SECOND READING: Acts 8:14-17
Even though Jesus said, “But you will receive power when the Holy Spirit has come upon you, and you will be my witnesses in Jerusalem, in all Judea and Samaria, and to the ends of the earth” [Acts 1:8], it surely must have been a shock and a controversy to those Jews who had become followers of the way of Jesus to hear that despised Samaritans would also seek to walk the way of Jesus. How can this be happening and should we even allow it? Peter and John went to investigate… apparently confirmed the genuineness of this odd expansion of God’s people beyond normal boundaries… touched them and prayed for them… and sensed that the Holy Spirit – the same Holy Spirit that had come upon them – was gifted to these believers.
In the early days of the Church, this inclusion of others beyond established cultural and ethnic prejudices did not come without struggle and debate. Christianity might have ended up being just a variation of the Jewish faith if the Holy Spirit had not whispered, blown, burnt, and exploded her way into the hearts and the minds and the tongues and the hands of early believers.
Might there be future followers of Jesus among those that you or I might forget about or even eagerly seek to exclude?

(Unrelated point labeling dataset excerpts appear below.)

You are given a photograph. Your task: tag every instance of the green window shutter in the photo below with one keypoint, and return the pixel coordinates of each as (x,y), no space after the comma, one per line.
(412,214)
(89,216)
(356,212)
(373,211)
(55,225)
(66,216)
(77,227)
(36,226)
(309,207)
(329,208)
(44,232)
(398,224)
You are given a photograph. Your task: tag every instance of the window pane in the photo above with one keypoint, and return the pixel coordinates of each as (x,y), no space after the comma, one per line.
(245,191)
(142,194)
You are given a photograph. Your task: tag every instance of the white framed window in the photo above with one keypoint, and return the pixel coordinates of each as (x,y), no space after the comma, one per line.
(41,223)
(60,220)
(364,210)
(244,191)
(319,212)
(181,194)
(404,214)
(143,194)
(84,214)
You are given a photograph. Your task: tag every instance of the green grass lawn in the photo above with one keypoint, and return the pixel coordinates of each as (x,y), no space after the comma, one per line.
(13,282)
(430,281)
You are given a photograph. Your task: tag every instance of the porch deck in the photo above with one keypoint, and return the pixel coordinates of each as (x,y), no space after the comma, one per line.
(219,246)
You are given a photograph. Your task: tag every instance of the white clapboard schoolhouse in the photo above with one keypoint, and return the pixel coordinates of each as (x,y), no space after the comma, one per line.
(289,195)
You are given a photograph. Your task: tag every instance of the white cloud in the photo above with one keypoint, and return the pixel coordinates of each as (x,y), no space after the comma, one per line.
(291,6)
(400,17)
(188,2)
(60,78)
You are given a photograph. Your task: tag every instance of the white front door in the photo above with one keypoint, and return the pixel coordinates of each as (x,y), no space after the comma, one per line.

How is the gospel of Jesus Christ – how he lived and what he died for and what he has commanded us to do as his representatives – breaking through your and my prejudices and unfaithfulness as his disciples?
GOSPEL READING: Luke 3:15-17, 21-22
Luke’s account of the baptism of Jesus is different from Matthew and Mark (and John seems to make reference to it; see John 1:29-34). In Luke it is not Jesus alone, but “all the people” who are baptized. John the Baptist’s role is not mentioned; in fact, he was imprisoned before the baptism (see the omitted verses, 3:19-20). So the baptism of Jesus seems to be part of a larger movement of renewal whose leadership Jesus assumed after John was in prison.

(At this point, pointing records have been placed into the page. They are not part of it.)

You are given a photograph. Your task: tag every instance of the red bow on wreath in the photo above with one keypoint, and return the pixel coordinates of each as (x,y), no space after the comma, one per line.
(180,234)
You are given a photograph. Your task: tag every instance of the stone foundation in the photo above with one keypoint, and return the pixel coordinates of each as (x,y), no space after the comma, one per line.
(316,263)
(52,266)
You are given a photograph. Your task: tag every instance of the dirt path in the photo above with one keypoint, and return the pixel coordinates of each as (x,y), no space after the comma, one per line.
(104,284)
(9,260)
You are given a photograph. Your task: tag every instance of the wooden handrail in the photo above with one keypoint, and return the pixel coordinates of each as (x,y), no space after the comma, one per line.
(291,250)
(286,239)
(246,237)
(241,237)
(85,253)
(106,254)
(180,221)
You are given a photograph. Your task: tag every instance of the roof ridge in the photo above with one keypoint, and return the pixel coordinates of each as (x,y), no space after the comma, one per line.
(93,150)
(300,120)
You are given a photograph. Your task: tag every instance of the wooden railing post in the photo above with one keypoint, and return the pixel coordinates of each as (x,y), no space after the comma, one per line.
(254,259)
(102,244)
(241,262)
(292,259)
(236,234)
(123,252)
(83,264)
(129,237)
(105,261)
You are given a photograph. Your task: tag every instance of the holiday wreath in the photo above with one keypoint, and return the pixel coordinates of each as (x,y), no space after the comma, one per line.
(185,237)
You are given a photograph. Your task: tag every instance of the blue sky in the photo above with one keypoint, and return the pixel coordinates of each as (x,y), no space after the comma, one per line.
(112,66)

His baptism in the Gospels marks the beginning of Jesus’ leadership. In Luke, Matthew, and Mark his baptism is followed by temptation in the wilderness and then the beginning of his public ministry.
Immediately after his baptism, while Jesus is praying, the heavens open and the Spirit of God gently descends, resting like a dove on Jesus. God affirms Jesus to be “my Son”, both here and at the transfiguration [Luke 9:35].
This morning we are remembering the BAPTISM OF JESUS. This morning we are reflecting on his identity, his mission, and the power of God at work in him. In the weeks of the Epiphany Season that follow (This year it’s eight Sundays!), we will continue to see more and more of Christ’s glory… we will watch and listen and wonder as his identity is further revealed, as his mission continues to unfold, as his power manifests itself in the lives of others around him. Don’t miss the signs. Don’t turn away from the Light. Lay bare your heart to God’s own Word… open your life to God’s wonderful Son… see again the mystery and the miracle of God’s living among us as one of us.
This morning we are also reflecting on how CHRIST’S identity has shaped OUR identity… on how CHRIST’S mission is very much OUR mission… and how CHRIST’S power empowers US to live faithfully and to love fervently. These themes will be lifted up when we renew our baptism promises during Sunday worship.
I was born on October 13 (not recently, however)… and baptized a few months later, on December 31. I like that image of A NEW YEAR and A NEW ME. For almost all of my life, then, I have been – officially – a Christian. But that doesn’t mean that I’ve been faithful in my living or fervent in my loving each day, every week, all those years. I haven’t. And so I thank God for God’s grace that embraces, forgives, gives second chances, and empowers. I thank God for this day to remember my baptism, to help remember your baptism, with gratitude… and to return to the waters of new life.
How are you living in response to your baptism?